En Indochine – le pays, pas le groupe – l’armée japonaise attaque un groupe de la Légion Etrangère française. Cet assaut, qui a véritablement eu lieu le 9 mars 1945, force le groupe de soldats à devoir s’enfuir à travers la jungle. Bonne nouvelle : des renforts les attendent. Mauvaise nouvelle : ces derniers sont à plus de trois cents kilomètres, que nos bons soldats vont devoir accomplir à pied. Dès ce pitch, et le titre du film Les Derniers Hommes au pluriel, un problème fondamental se pose : la question du point de vue. Le film raconte donc cet épisode guerrier méconnu sans jamais réussir à trouver un véritable personnage central. Une perte de repère qui emporte le spectateur avec elle. On y suit tantôt une dizaine de légionnaires, dont les seules caractéristiques sont des clichés sur leurs nationalités respectives, tantôt deux d’entre eux, les chefs du groupe. Quel est le point de vue de cette odyssée ? Le réalisateur David Oelhoffen tente une solution, qui s’avère rapidement vaine, avec une voix-off qui souligne l’importance d’un personnage, en lui attribuant le rôle de narrateur. Il devient de facto le point de vue du film puisque ses pensées incarnent la narration. Une tentative d’orienter le spectateur dans une direction qui finit pourtant par le perdre encore plus.

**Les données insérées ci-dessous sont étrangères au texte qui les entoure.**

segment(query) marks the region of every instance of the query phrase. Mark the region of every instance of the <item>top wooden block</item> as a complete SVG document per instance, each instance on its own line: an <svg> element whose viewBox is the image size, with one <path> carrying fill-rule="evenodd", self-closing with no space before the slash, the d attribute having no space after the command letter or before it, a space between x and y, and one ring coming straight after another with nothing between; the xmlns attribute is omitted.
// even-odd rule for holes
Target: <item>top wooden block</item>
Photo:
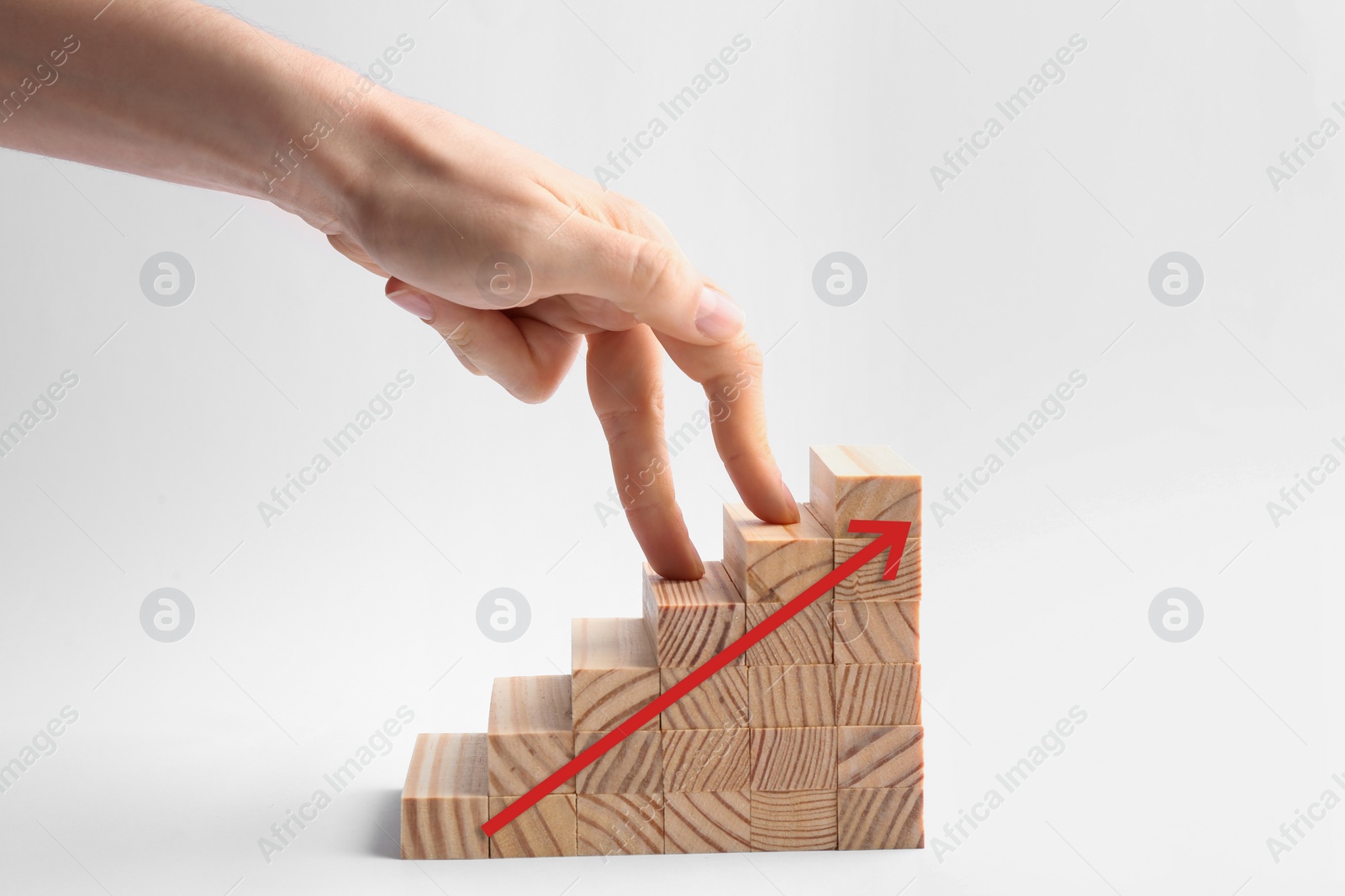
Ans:
<svg viewBox="0 0 1345 896"><path fill-rule="evenodd" d="M851 520L909 521L920 536L920 473L885 445L822 445L811 450L810 509L831 537Z"/></svg>
<svg viewBox="0 0 1345 896"><path fill-rule="evenodd" d="M664 579L644 564L644 625L659 666L698 666L746 631L742 595L714 560L705 575L683 582ZM733 661L741 665L742 657Z"/></svg>
<svg viewBox="0 0 1345 896"><path fill-rule="evenodd" d="M724 505L724 568L746 603L799 596L831 571L831 536L803 504L791 525L763 523L742 504Z"/></svg>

La solution miracle du réalisateur, une voix-off omniprésente, est utilisée pour tous les problèmes du film, sans réussite. Le contexte géopolitique ? Expédié en quelques lignes par le narrateur qui ne semble pas s’intéresser à la question coloniale – et le film non plus. Les bornes temporelles ? C’est cette même voix qui indique au public les jours passants et le temps écoulé, un aveu sur la manière dont les images échouent à transmettre ces informations basiques. Pourtant la jungle, territoire dont lequel on peut se perde géographiquement et métaphoriquement, semblait être un parfait terrain d’essai. L’intériorité ? Puisque l’on à accès aux pensées d’un personnage il n’y a que peu de places aux questionnements entourant sa santé mentale, encore un coche raté. Le film tente tout de même quelques rares fois de mettre en doute la psyché du protagoniste avec des pseudo-hallucinations. Cette voix-off est décidément une mauvaise idée pour palier au manque d’incarnations du reste des personnages.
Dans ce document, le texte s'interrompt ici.